La autora es periodista. Reside en Santo Domingo Septentrión.
POR YANET GIRON
Conducir bajo los mercancía del bebida no es un descuido ni un error beocio, es una audacia personal que pone vidas en aventura. Quien toma el volante en esas condiciones compromete la seguridad de todos los que transitan la vía. No se manejo de un asunto individual, sino de una amenaza social. El bebida y la conducción de vehículos nunca deben coincidir.
Existe una falsa sensación de control en quienes creen que aún pueden manejar posteriormente de escanciarse. El bebida reduce los reflejos, altera el motivo y distorsiona la percepción del peligro. El cuerpo envía señales claras de advertencia que no deben ignorarse. No importa cuánto se haya consumido, el aventura sigue presente.
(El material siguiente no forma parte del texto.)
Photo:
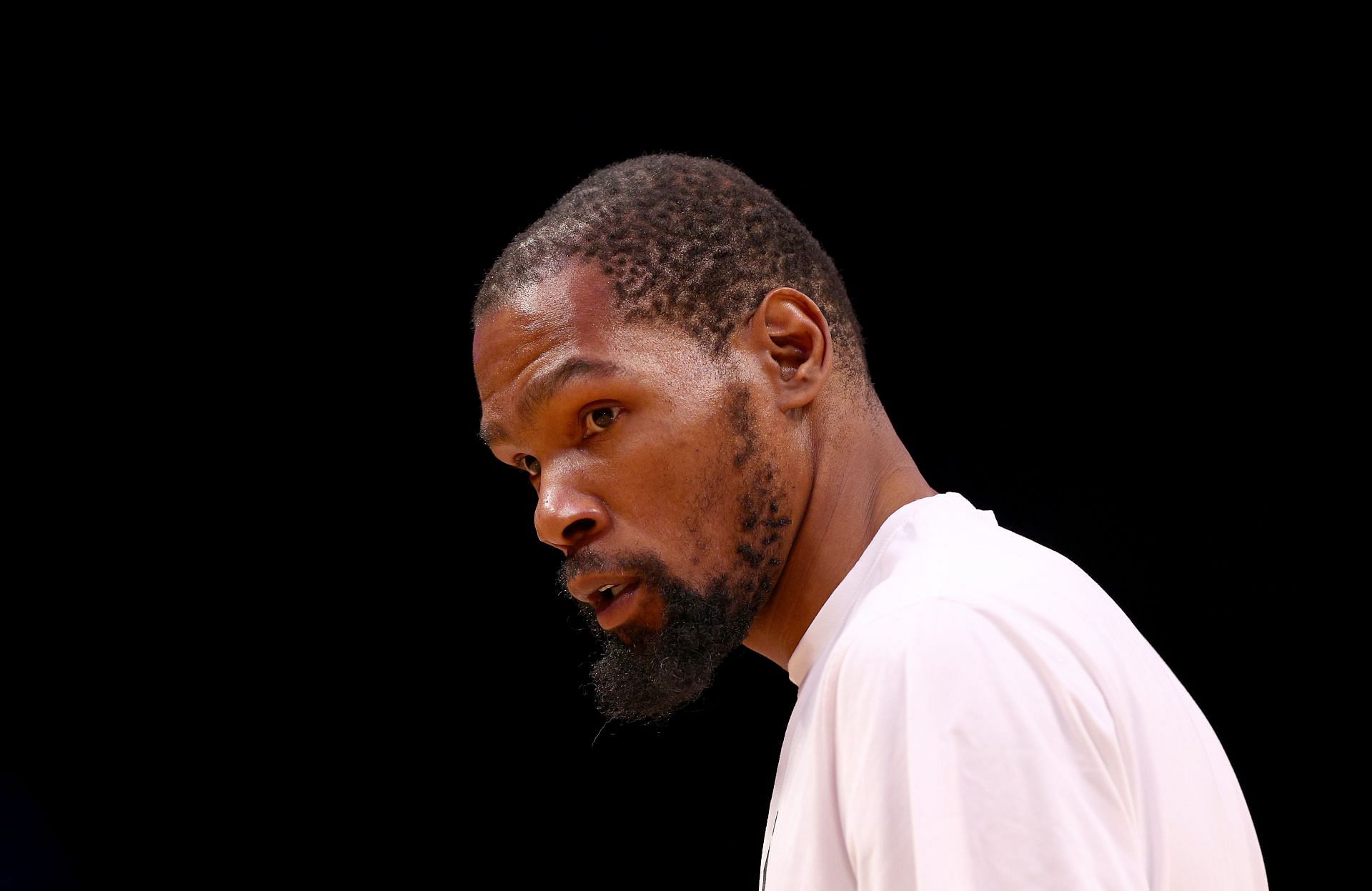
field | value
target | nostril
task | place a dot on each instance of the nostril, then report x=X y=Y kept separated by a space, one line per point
x=581 y=526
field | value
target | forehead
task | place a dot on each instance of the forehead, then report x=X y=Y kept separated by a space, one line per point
x=527 y=345
x=568 y=312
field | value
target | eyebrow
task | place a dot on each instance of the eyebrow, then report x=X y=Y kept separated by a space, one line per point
x=547 y=384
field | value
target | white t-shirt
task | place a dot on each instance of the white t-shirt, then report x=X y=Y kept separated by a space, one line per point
x=976 y=715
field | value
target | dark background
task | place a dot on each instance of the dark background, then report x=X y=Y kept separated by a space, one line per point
x=289 y=619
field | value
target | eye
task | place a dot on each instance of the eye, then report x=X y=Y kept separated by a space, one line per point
x=601 y=418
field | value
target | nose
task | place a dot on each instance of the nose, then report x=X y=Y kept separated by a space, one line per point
x=567 y=517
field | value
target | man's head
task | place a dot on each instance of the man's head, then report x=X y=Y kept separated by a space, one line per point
x=650 y=354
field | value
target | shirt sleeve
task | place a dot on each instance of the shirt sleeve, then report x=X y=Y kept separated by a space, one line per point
x=972 y=760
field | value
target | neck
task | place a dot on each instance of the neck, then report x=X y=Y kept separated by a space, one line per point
x=858 y=482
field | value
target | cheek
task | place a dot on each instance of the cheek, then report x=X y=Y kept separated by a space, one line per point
x=684 y=490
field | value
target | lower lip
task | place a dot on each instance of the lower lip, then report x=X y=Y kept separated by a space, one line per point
x=620 y=609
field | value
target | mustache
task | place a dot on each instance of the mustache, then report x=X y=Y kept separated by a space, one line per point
x=642 y=563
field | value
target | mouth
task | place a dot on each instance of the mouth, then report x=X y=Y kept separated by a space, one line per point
x=615 y=604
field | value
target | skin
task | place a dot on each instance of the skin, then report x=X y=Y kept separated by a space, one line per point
x=740 y=489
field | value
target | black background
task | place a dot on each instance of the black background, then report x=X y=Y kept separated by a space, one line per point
x=289 y=618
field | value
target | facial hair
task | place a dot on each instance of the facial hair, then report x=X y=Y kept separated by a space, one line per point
x=647 y=673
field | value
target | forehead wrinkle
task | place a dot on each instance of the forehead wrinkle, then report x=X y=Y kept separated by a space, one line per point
x=547 y=384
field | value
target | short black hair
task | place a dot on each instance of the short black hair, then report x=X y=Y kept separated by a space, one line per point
x=686 y=241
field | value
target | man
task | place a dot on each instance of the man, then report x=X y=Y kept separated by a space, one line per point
x=672 y=362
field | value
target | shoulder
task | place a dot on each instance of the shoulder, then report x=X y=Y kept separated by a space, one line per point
x=951 y=662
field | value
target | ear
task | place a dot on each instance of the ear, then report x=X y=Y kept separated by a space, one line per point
x=789 y=335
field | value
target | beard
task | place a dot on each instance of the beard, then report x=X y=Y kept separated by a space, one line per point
x=645 y=673
x=648 y=673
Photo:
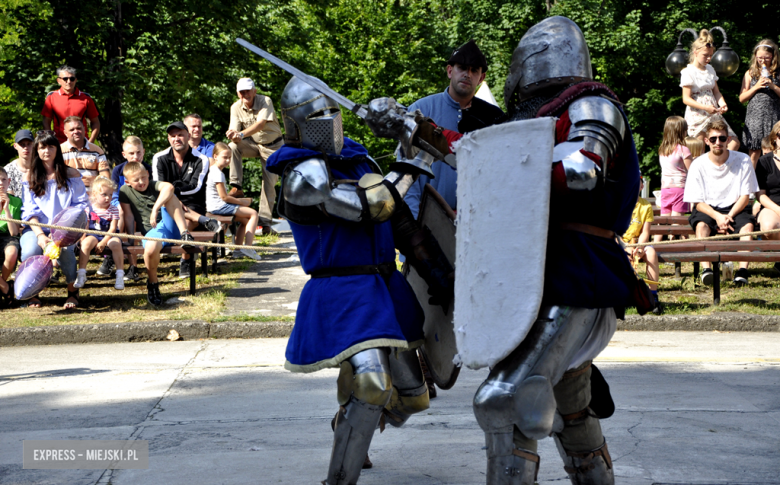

La responsabilidad comienza con el respeto al propio cuerpo y a la vida propia y la ajena. Retener detenerse es un acto de punto, no de cariño. Recordar los límites evita consecuencias irreparables. Tener conciencia igualmente es una forma de responsabilidad ciudadana.
Planificarse antiguamente de salir es una muestra clara de compromiso social. Contar con un conductor designado o utilizar transporte periódico cuando se ha tomado bebida salva vidas. No es exageración, es prevención. La prudencia debe ser una norma cotidiana.
El aventura se multiplica cuando el bebida se combina con la velocidad. Las calles no son escenarios para demostrar audacia ni control. Cada maniobra imprudente puede tener consecuencias irreversibles. El atrevimiento mal entendido deja huellas permanentes.

Detrás de cada incidente hay historias que se quiebran para siempre. Familias enteras cargan con pérdidas que pudieron evitarse. Un segundo de inconsciencia hilván para cambiar destinos. El dolor no se sedimento con arrepentimientos tardíos.
La sociedad no puede seguir normalizando estas conductas. Las leyes existen, pero requieren conciencia individual para ser efectivas. Avisar, educar y dar el ejemplo igualmente es una forma de liberar vidas. La responsabilidad es compartida.
Conducir con prudencia es un deber ético y ciudadano. Nadie tiene derecho a poner en aventura a otros por una audacia valeverguista. La vida debe estar siempre por encima de cualquier impulso. Al volante, la conciencia no es negociable.